Of course, all that comes from feeling your future is in your hands and you have to ensure that it goes right. From feeling that you have to make circumstances go the way you think they need to go for you to achieve either your purposes or the purposes of God. The truth is it’s not so. Christ himself is within us. He has it all organized and all planned. Especially the things that seem to be worst in the eyes of the world are usually God’s riches blessings to us.
They’re usually God’s richest blessings — the things that seem worst in the world’s eyes. The crucifixion seemed the worst thing. It was the key to everything. It’s so with most of the things that happened in our lives. The things that we think are bad: the poverty, the ill health, the difficulties, the failures — are usually the best.
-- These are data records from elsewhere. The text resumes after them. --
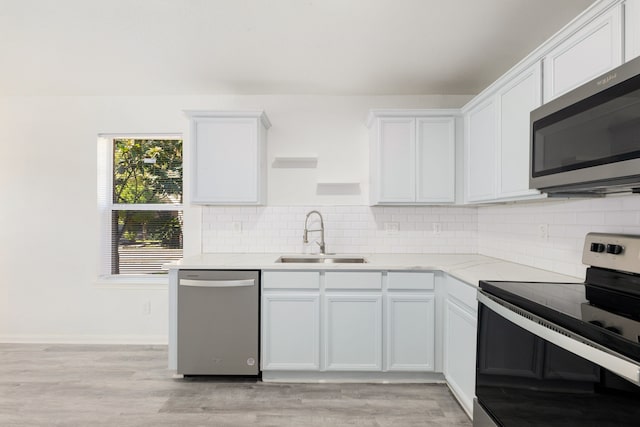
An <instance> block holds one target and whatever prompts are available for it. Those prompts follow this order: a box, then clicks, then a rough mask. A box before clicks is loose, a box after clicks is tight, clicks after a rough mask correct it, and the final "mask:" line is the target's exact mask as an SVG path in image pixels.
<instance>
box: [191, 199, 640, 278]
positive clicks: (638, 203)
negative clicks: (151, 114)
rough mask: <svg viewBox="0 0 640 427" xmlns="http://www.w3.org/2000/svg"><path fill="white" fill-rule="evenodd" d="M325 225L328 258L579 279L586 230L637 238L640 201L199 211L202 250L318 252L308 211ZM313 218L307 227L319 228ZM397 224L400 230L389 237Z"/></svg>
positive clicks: (564, 200)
They’re God’s dearest gifts, because Christ himself at that moment is triumphing over the failures of the world — because those things are only outward failures.
“Are you ever conscious of formality and deadness; lack of concern for lost souls; dryness and indifference; lack of power with God? Selfishness; love of ease; love of money?” Well, Christ has no formality and deadness in him. When you fall into Christ and are totally submerged in him, his life rises within you and brings about life. Let us pray.
Blessed Lord Jesus, we know we have to do nothing here. You have done everything. You only look at us now and say, “My son, my daughter, I am here in you and you are completely enclosed by me. I have you in the center of my heart. I have all your life in my hands. Now enjoy me and rejoice with me, and let my attitude to all these things, and to the world itself, and especially to my dear Father in heaven — let my attitude be yours. Let my attitude fill your heart and your mind, every moment. Allow your thoughts to rise with mine as I rejoice in my Father and enjoy the life that he has given me in you. Oh Lord, we would. Amen.